The room grew quiet.
"Maybe they changed it to Tender Loving Care?" I squeaked.
MB barely slept that night.
So no, we do not watch TV. But thanks to the power of the Internet, I do watch 'shows'.
I follow The Office, for example. I did Arrested Development and Summer Height's High. I remain loyal to Grey's Anatomy (even if the dialogue is all starting to sound the same). And on one particularly single birthday, I stayed home and watched the entire first season of Mad Men.
"Oh, you feel like hating men?" asked Good Emma. "I have the perfect series for you," she suggested. "And consider Don Draper a bonus."
Last week, MB and I finished the new HBO/Scorcese hit, Boardwalk Empire. It's an amazing show. Set in 1920's Atlantic City, the show depicts the corrupt rule of America's major cities by (fairly interchangeable) mafiosos, mobsters and politicians. During prohibition (lead by uptight, church-going women, finally coming into women's suffrage of course.)
I crawled into bed one night (after watching a particularly hard-hitting episode) and eyed MB up with anxiety and suspicion. The problem with the omnipotent Scorcese and Buscemi pairing, you see, is that the show is too well done. It can be too real. And in a (fairly recent) world where men have everything and women have nothing, this can be trying to watch.
I was reminded of this same feeling during math camp lunch, sitting at a picnic table beneath the stone cold stares of four 10 foot tall sculptures, Champlain, Wolfe, Simcoe and Brock. It is the "Canadiana" building. These are our founding fathers.
And they are creepy.
(And if you've been following since June, you know how much I love Dads.)

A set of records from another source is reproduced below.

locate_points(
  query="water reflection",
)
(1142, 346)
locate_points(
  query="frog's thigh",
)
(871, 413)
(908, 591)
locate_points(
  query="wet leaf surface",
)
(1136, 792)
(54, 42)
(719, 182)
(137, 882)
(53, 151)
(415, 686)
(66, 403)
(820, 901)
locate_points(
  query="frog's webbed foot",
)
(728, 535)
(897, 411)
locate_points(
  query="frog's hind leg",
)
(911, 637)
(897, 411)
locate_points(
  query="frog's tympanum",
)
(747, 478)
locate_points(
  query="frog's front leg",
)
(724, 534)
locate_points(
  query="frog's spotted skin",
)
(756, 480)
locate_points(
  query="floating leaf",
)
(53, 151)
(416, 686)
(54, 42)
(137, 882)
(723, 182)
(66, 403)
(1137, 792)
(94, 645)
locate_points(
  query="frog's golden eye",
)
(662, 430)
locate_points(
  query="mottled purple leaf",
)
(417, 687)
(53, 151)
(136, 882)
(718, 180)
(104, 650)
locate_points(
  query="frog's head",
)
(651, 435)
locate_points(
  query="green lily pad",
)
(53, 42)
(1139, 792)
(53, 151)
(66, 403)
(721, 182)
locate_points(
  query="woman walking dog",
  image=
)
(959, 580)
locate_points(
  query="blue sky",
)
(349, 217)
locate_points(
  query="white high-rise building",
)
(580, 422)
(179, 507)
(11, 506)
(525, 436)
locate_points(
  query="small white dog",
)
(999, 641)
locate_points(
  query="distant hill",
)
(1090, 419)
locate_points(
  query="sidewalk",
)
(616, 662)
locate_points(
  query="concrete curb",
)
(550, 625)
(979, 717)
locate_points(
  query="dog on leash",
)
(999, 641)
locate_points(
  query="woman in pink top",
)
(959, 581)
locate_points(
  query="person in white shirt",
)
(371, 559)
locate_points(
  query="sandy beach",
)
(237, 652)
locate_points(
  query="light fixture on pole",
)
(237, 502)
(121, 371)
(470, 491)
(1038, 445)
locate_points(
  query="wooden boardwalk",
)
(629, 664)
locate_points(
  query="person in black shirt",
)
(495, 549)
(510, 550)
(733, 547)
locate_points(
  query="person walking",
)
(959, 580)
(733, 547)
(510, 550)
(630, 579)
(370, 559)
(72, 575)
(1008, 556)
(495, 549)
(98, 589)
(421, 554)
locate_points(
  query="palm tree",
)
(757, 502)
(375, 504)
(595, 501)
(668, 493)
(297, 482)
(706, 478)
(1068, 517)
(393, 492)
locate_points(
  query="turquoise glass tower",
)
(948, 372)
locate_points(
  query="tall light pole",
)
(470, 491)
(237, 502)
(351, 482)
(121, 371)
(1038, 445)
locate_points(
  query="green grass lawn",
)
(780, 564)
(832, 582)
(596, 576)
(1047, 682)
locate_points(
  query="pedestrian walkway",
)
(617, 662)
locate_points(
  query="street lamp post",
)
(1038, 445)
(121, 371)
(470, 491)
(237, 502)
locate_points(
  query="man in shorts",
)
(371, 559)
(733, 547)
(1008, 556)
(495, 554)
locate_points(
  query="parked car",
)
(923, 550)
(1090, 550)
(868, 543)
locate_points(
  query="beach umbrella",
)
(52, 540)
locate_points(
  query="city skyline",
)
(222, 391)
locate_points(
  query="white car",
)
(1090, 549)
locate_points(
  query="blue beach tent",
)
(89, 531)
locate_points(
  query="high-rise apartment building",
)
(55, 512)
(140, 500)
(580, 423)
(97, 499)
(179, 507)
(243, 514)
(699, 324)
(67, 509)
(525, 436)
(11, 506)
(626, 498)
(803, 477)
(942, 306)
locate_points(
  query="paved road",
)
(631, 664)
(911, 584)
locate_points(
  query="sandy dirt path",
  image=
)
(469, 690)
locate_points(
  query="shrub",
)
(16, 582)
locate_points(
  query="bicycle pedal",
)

Again, the feeling returned during MB and I's latest wine-fueled talk on the future of life on earth (we don't watch TV, remember.) According to MB, history inevitably repeats itself. We see no real progress and we can never be different. (No no, MB does have a soul, he is just a skeptic.)
There was a part of me that couldn't fully agree with him.
"I feel disconnected from history," I try to articulate. "Because (largely) it wasn't women making the decisions."
And for once, he has no rebuttal.
I can't relate to the used 1960s secretaries in the ad biz, or the kept mistresses of 'Nucky' Thompson and his cronies. Women, I argue, are in a different place in history now (if only slightly).
But I can relate to something from television.
Recently I embarked on the selfish (and wonderful) project of re-watching Sex and the City from start to finish, episode by episode. I'm on season 3 of women discussing the battle of the sexes and wielding post-80's shoulder-pad power over their male counterparts.
In SJP's August Vogue interview she mentions that her decision to end the show after season 6 was in part due to the fact that the show only belonged to a certain time.
I think she was alluding to the materialism and the smoking, vs the story of four independent, accomplished women on HBO.
But on my lunch hour, as I eat my wheat-free, sugar-free, dairy-free lunch and look up at these four, giant, unavoidable stone men (who if crafted anatomically correct, by the way, sport packages the length of my arm)...I can't help but hope that she is wrong.
(As much as I appreciate Jon Hamm in a suit. & Steve Buscemi with his eyes closed, at a flattering 'duskish' time of night, saying something very charming, in a suit.)